Commander John D Harris carved the Tobago Golf Club, as it was originally called, out of an old coconut plantation in 1968. The following year, the club hosted Shell's Wonderful World of Golf.
Subsequently re-branded as the Mount Irvine Bay Golf Club the course is regarded as one of the best tracks in the Caribbean.
With spectacular sea views of Buccoo Reef from every hole, the course is laid out on a 127-acre site that rises inland on natural terraces from the sea, featuring many fairways that are framed by bamboo and palm trees.
An 18-hole, par 72 course measuring a shade under 6,800 yards, Mount Irvine is laid out in two returning loops of nine with five par fives (ranging from 465 to 535 yards) and five par threes (only two of which are less than 200 yards).

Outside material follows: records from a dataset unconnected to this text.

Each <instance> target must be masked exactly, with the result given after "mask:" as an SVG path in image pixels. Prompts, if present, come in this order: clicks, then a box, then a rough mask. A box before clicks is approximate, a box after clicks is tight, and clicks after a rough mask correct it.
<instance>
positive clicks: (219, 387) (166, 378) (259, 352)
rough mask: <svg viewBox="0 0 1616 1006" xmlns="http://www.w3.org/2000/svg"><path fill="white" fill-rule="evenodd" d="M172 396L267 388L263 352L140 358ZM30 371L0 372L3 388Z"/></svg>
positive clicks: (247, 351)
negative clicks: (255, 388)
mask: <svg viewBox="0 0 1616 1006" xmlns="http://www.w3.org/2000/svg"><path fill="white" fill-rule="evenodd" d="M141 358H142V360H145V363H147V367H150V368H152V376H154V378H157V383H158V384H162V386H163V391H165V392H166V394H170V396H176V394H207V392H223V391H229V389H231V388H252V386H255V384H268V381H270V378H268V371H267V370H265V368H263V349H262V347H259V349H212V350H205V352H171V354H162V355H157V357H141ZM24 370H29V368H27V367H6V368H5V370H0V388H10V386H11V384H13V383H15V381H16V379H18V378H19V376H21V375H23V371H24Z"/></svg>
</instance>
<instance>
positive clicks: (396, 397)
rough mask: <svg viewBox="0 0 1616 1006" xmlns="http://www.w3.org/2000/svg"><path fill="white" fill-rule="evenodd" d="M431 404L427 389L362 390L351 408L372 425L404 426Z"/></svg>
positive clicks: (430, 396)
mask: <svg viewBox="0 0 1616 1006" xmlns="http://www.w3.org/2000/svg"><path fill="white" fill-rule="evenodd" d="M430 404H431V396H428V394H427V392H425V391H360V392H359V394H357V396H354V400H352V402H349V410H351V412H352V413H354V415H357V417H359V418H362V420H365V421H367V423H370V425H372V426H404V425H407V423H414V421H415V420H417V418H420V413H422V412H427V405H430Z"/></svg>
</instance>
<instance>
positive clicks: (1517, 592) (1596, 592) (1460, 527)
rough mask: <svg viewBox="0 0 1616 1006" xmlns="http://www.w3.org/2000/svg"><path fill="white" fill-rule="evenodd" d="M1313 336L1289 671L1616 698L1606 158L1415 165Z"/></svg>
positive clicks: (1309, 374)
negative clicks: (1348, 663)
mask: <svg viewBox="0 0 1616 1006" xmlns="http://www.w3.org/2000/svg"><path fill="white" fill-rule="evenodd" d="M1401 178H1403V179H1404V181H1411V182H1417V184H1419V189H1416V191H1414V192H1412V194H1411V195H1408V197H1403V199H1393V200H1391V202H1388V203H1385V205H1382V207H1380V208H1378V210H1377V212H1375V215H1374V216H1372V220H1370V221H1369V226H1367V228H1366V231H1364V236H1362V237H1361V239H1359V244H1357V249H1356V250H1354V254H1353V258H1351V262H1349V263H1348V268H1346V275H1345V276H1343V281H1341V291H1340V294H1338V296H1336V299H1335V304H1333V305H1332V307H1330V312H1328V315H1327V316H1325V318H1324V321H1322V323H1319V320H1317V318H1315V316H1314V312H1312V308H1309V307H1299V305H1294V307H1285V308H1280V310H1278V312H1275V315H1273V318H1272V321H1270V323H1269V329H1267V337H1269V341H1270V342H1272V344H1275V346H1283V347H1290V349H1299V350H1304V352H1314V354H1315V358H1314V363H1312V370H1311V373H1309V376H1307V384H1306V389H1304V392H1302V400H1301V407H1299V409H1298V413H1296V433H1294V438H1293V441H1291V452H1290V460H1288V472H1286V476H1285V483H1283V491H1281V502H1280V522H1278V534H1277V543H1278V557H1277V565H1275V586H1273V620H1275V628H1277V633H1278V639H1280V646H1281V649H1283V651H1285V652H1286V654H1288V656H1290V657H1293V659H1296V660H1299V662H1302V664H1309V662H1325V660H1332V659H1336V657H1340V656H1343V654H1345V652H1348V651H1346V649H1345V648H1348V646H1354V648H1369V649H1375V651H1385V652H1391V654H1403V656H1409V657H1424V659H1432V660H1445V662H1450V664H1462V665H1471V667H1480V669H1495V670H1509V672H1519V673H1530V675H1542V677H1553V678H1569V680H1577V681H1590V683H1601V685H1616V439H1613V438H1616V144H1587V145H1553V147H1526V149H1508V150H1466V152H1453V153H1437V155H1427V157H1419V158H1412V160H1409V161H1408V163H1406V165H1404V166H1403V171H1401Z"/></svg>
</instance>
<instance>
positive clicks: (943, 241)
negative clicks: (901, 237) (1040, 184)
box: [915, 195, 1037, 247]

With more than half of the fairways kinking left or right, the architect certainly liked to incorporate doglegged holes into his design – none more so that at the 472-yard, par four, 9th where the elevated tee allows golfers to see all the water, sand and arboreal hazards on their way to the green.
I have to agree with Mark here. I played this course back in the early 1980s and it was not well cared for. Debris from the trees littered the fairways and the grass was poorly cut. The greens were slow and seemed overgrown. The high point as I recall were the spectacular views overlooking the ocean and the reefs.